Prenons l’exemple, qui fit grand bruit à l’époque, de la découverte mentionnée plus haut du fichier des Juifs de la région parisienne établi en 1940 par la préfecture de police de Paris. Ce fut l’événement fondateur du débat autour de l’accès aux archives. Ce fichier, retrouvé par hasard dans les archives des Anciens combattants en novembre 1991, n’apportait en lui-même rien de nouveau. Le nombre de Juifs fichés puis arrêtés et déportés était connu.

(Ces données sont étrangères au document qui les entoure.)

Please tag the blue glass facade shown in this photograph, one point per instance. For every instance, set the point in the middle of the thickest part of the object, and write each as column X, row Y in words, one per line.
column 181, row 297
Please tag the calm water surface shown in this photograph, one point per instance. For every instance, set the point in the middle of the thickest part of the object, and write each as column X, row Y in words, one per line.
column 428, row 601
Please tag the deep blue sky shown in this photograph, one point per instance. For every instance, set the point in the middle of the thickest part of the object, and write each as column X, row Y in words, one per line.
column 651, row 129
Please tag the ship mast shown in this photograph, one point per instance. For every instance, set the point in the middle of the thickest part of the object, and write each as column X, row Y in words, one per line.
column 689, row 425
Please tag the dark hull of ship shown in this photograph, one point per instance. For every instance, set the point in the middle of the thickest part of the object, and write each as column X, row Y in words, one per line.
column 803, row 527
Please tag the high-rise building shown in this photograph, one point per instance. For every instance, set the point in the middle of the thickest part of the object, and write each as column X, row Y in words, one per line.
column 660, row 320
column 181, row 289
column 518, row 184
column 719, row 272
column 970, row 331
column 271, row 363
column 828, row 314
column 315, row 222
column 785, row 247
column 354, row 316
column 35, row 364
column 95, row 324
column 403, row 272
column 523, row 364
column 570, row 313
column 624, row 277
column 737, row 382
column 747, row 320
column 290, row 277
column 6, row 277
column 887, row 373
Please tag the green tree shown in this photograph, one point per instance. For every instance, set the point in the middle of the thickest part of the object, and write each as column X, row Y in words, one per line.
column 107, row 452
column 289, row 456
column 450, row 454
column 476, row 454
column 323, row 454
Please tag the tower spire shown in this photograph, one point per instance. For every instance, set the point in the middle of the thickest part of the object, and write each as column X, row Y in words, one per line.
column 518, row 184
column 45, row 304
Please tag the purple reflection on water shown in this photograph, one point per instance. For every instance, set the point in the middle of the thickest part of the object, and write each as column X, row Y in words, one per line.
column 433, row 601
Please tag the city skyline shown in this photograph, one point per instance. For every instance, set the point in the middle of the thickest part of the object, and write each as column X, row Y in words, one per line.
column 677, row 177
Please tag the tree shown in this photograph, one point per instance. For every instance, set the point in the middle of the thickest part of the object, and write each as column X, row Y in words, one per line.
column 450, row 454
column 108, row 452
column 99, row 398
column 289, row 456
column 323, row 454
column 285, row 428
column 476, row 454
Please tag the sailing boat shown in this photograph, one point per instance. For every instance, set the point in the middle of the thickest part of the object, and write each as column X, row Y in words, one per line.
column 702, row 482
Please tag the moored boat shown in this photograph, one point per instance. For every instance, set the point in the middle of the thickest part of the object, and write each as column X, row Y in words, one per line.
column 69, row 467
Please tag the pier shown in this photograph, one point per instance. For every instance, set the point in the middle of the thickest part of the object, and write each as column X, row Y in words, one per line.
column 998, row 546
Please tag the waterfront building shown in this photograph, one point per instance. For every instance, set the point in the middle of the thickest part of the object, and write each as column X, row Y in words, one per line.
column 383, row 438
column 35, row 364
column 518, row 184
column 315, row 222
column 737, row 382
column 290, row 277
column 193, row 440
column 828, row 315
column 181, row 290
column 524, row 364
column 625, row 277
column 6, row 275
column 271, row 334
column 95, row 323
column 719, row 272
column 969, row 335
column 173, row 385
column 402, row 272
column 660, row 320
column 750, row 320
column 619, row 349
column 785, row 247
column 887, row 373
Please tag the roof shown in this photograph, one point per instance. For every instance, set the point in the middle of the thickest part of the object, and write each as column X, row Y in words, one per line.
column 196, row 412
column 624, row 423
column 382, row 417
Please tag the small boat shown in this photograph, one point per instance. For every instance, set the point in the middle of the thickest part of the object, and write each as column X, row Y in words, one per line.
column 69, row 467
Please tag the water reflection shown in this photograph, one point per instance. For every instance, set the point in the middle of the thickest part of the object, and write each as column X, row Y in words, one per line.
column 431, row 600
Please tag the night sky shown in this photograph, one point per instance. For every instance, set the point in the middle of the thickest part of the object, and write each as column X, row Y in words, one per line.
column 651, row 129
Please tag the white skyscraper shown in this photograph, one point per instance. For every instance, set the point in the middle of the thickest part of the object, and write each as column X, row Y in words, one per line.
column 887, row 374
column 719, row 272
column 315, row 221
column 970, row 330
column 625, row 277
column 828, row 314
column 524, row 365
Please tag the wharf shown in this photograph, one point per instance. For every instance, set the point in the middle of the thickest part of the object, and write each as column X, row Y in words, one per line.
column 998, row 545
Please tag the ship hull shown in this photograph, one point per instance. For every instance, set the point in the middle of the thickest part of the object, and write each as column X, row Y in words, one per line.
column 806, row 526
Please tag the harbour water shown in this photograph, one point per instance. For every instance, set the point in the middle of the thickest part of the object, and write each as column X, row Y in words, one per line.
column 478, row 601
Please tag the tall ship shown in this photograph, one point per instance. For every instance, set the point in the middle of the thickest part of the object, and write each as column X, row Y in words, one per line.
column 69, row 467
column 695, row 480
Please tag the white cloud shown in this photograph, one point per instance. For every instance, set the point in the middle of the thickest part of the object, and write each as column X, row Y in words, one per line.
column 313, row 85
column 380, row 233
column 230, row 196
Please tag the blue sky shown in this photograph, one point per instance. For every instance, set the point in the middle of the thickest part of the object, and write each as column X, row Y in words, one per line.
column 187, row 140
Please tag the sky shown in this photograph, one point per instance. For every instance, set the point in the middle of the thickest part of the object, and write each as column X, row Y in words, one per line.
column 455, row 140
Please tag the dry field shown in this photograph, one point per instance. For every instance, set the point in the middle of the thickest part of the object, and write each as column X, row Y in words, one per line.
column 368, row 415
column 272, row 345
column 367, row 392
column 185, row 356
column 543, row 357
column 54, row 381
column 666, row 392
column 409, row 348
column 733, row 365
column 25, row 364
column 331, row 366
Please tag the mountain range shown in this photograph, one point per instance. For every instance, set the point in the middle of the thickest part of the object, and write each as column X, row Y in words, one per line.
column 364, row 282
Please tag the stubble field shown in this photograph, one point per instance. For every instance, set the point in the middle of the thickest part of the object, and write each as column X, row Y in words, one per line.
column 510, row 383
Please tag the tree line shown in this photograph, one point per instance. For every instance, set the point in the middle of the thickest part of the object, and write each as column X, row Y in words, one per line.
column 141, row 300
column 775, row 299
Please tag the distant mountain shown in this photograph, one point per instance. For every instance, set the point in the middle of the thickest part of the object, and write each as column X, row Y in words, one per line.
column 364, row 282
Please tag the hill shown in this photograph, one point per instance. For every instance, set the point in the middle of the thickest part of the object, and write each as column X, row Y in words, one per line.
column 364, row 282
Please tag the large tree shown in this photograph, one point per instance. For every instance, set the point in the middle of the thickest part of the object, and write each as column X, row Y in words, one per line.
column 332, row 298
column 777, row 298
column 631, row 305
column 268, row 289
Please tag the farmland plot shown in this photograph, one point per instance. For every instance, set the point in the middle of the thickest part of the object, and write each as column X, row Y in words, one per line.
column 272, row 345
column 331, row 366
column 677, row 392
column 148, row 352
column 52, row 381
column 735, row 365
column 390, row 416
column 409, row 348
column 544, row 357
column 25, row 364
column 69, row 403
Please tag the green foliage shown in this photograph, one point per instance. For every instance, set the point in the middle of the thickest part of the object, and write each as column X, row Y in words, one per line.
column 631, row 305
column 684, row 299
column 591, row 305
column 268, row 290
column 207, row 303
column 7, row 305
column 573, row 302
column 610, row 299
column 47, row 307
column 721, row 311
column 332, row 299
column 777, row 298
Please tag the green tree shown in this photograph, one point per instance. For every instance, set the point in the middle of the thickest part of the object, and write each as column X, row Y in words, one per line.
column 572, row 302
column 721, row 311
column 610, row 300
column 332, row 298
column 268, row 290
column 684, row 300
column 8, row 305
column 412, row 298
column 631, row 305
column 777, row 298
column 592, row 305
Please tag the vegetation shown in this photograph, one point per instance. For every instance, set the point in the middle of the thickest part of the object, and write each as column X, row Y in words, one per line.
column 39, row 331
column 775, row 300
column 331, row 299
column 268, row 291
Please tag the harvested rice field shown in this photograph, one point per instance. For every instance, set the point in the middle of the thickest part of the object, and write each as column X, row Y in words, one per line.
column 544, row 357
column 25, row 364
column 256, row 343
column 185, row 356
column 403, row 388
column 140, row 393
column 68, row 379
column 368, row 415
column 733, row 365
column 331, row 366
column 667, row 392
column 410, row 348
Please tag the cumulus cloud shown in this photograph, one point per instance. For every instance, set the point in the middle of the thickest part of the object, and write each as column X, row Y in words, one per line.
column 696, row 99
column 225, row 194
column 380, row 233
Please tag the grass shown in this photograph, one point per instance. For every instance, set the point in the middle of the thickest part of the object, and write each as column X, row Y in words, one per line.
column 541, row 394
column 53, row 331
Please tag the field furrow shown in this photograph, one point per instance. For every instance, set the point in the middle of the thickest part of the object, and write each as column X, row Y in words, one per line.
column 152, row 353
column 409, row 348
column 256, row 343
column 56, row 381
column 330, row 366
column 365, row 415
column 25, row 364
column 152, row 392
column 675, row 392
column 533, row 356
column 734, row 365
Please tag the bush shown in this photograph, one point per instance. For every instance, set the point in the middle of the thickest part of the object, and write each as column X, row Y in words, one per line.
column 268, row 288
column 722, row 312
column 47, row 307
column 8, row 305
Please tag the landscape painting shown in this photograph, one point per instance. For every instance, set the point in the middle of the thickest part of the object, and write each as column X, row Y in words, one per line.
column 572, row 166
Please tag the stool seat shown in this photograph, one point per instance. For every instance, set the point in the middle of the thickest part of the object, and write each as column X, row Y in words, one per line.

Cette pièce à conviction, dont on n’avait pas vraiment besoin au plan de la connaissance historique, est d’ailleurs devenue une pièce de musée car il faut la voir pour la croire, l’exhiber au sens propre du terme, comme cela est fait au Mémorial de la Shoah à Paris, pour prendre toute la mesure du soin minutieux mis à l’établissement de ce fichier de la traque par la police de Vichy. L’aura de l’archive fait partie des sources dont a besoin l’historien. Ce qui explique sans doute l’ardeur déployée lorsque le fichier fut découvert à nier l’avoir dissimulé puis, faute de mieux pour désamorcer le scandale et « blanchir » les services d’archives, à le transformer en « affaire », c’est à dire à en contester la nature (cf. le rapport de la commission Rémond, 1996). Désormais, plus aucun doute ne subsiste sur son identification. Les derniers travaux des historiens (Laurent Joly, L’antisémitisme de bureau, 2011) ont rejoint les affirmations de Serge Klarsfeld qui retrouva le fichier, comme les conclusions de l’enquête menée à l’époque par l’auteure de ces lignes (Archives interdites, 1994) – ou encore l’analyse du conservateur d’archives, Philippe Grand (Revue d’histoire de la Shoah, 167/1999).


La véritable question aujourd’hui n’est donc pas de savoir si on va découvrir quelque chose de nouveau dans ces archives dont on nous annonce l’ouverture et dont on veut bien croire qu’il ne s’agit plus cette fois d’un effet d’annonce. La question qui demeure est la suivante : pour quelles raisons a-t-il fallu attendre plus de 70 ans après la fin de la guerre pour qu’enfin, un arrêté stipule, le 24 décembre dernier, le libre accès des archives du gouvernement de Vichy et de la Seconde Guerre mondiale ? Y réfléchir nous aidera peut-être à hâter l’ouverture d’autres documents toujours en souffrance concernant d’autres pans de l’histoire nationale.